I left Chattanooga the nest morning, and thought no more of the incident for a dozen years. A short time since, however, I was spending the night in a small village in one of the mountain towns of Tennessee. At nightfall, looking out from my hotel, I observed a company of colored people ambling along towards a low wooden meeting-house, and time hanging heavily on my hands, I decided to join the dusky worshipers. I slipped in, therefore, when the meeting was a little under way, and allowed myself to be ushered up to the front seat, directly under the eye of an intelligent looking young man who proved to be the preacher for the occasion. After a few opening services, which embraced the usual variety in ordinary churches, the minister took for his text the passage, "Ask, and ye shall receive, seek and ye shall find, knock and it shall be opened unto you."

"Now," said he, when he had gotten on well with his introduction, "you must not believe you will surely receive precisely the thing you ask for in just the way you might like it. Let me give you an illustration from my personal experience. When a little boy, I lived with my mother on the southern slope of Lookout Mountain, and remember well the day that Gen. Hooker fought his great battle up there and how he and his soldiers marched bravely away.
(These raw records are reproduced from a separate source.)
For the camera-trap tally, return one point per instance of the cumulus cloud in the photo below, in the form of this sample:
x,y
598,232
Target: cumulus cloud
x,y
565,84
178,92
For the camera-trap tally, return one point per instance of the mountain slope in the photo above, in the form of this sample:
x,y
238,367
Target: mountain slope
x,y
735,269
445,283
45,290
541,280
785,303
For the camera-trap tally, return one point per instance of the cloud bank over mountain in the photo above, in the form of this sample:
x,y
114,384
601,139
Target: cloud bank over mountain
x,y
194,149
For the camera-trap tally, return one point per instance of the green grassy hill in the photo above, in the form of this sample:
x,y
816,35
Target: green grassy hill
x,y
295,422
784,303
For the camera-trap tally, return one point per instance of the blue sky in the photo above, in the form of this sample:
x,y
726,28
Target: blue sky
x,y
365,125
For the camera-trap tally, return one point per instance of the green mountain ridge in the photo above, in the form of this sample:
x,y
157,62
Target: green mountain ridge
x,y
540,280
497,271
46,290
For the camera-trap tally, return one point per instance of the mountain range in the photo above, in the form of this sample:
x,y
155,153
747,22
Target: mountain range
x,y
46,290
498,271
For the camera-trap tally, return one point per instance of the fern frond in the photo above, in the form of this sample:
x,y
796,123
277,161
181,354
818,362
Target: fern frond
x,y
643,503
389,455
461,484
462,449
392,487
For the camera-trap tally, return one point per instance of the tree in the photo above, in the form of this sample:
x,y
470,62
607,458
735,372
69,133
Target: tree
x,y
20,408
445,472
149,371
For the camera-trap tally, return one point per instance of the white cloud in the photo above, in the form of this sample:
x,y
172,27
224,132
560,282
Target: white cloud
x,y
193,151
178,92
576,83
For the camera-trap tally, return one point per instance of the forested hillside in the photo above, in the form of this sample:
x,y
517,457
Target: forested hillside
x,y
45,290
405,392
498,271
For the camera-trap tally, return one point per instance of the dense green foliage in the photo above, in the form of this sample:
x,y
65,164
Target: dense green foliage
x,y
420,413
For a long time the children and the grown people searched the battle-fields over, day after day, hoping to find things of value. My mother made it her business to hunt for bullets, and at length the number she gathered herself and took from us boys was so great that she was able to purchase a cow with the money they brought.

"A benevolent gentleman living in New York at this time soon after secured the Government buildings on the top of the mountain that had been used for the sick soldiers, and fitted them up nicely for Northern teachers, who opened a boarding-school for white students. I took milk to the institution from our cow, every morning, and how I wished that I might gain admittance to the school and procure an education! One day I heard the scholars reciting in concert, 'Ask and ye shall receive, seek and ye shall find, knock and it shall be opened unto you.' It came over me most powerfully and I repeated it again and again. I said it to my mother, and inquired of her what it meant, and why it impressed me so, and who it was that said it.

"She replied, 'I dunno. I reckon I'se heard dem words afore. 'Pears like dey was spoke by the bressed Lord.'

"The more I thought of it, the more undecided I was what I could do, or what my mother could do for me, I knew, however, that the Lord could do everything.

"Well, the nest time I met the good-natured teacher who managed the school, I made bold to ask him to allow me to tell him all about it, and this was his reply. 'Our Lord made that promise long before the discovery of America and the establishment of the peculiar institutions of this country. If he had lived at this day, I reckon,' he continued with a look of drollery, 'he would have said "Ask and ye shall receive—if you aint a nigger." I can't take you into my school because you are black, but I'll send you down to the American Missionary school at Chattanooga. You can ask and receive there whether you are black or white.'

"So, shortly after he told my experience to the teacher in the town, who arranged that my mother should take me and the cow to a little farm just out of the city, giving me an opportunity to attend his school regularly until I was fitted to enter an institution of a higher grade. I then went away and pursued a course of study for six years, teaching during the summer and receiving aid from my mother, who kept the cow all the while for her own support and my assistance. I asked, I received, but not just in the way I hoped."

When he had finished speaking, I took him heartily by the hand, told him of my early visit to the mountain and the bullet still in my possession. I talked with him about his teachers, his struggles for self-help, his aim to work for the progress of the church and his consecration to the duties of the Christian ministry. I conversed with him in reference to others of his acquaintance and believe that his experience serves to illustrate the ingenuity of the colored people in seeking their own advancement.